Погребальный обряд тоже был прост. Для людей, исполненных скорби, однообразные звуки гонга и барабана были подобны траурной музыке, а монотонное чтение молитв звучало надгробным плачем. Поклонились гробу, похлопали в ладоши,[20] воскурили благовония — вот и всё. Кое-кто стал расходиться. Гроб опустили в могилу. Рядом высился холм земли. Последние полевые ромашки были смяты и затоптаны ногами людей.
Присутствующие на погребении один за другим бросали на гроб пригоршни земли. Дядя и Усимацу тоже бросили по горсти. Потом кто-то взял лопату и стал засыпать могилу. Комья земли с глухим стуком падали на крышку гроба, словно где-то обрушилась скала, и сразу дохнуло резким запахом сырой земли, повеяло невыразимой печалью. Усимацу стоял неподвижно, неотрывно глядя в могилу, пока над нею не вырос маленький холмик. Единственное, что ему осталось от отца, — это завет «Храни тайну!». До последнего вздоха внушал он ему свою волю, а теперь погребён глубоко в землю, вот его могила, и его больше нет.
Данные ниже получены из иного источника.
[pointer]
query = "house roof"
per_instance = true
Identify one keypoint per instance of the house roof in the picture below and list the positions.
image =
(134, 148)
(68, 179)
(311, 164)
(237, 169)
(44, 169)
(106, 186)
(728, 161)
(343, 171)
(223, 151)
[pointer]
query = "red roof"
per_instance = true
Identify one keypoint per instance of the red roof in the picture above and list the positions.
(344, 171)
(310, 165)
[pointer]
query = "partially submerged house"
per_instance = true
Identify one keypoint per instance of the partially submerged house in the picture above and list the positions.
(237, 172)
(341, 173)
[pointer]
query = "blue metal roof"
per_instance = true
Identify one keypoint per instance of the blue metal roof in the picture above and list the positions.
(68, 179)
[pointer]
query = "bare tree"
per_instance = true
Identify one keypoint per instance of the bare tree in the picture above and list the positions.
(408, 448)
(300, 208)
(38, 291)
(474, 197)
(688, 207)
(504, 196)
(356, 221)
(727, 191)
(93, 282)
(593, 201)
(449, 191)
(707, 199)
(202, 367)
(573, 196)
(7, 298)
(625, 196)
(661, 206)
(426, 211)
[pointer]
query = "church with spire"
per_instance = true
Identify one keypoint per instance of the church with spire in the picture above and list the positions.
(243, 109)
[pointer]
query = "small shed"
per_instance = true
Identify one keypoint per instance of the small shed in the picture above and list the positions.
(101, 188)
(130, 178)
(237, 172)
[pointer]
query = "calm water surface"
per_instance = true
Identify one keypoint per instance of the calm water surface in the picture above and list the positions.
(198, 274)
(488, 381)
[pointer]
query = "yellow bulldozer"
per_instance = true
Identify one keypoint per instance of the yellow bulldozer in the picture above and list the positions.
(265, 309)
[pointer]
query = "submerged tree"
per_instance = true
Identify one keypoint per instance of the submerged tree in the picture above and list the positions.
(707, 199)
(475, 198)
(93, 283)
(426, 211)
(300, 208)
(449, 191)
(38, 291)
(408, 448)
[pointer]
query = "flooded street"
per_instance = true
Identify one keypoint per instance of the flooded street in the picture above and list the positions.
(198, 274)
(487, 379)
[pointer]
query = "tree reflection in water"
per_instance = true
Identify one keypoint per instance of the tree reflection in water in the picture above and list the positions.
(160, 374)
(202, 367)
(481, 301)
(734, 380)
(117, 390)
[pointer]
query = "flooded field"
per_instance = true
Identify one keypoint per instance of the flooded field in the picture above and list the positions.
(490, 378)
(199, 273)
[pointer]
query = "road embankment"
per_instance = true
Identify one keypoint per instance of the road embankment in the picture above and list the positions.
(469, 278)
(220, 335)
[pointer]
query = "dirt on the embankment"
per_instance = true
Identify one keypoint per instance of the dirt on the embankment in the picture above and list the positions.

Похороны прошли благополучно. Попросив позаботиться обо всём остальном владельца пастбища и оставив сторожку на попечение младшего пастуха, Усимацу с дядей собрались домой в Химэкодзаву. Усимацу пытался унести с собою чёрную кошку отца, но она не давалась. После смерти отца она ничего не ела, не отзывалась на зов и всё время жалобно мяукала под полом сторожки. Может быть, она тоже тосковала по умершему хозяину? Её жалели. Скоро наступят холода, чем она будет тогда кормиться в горах?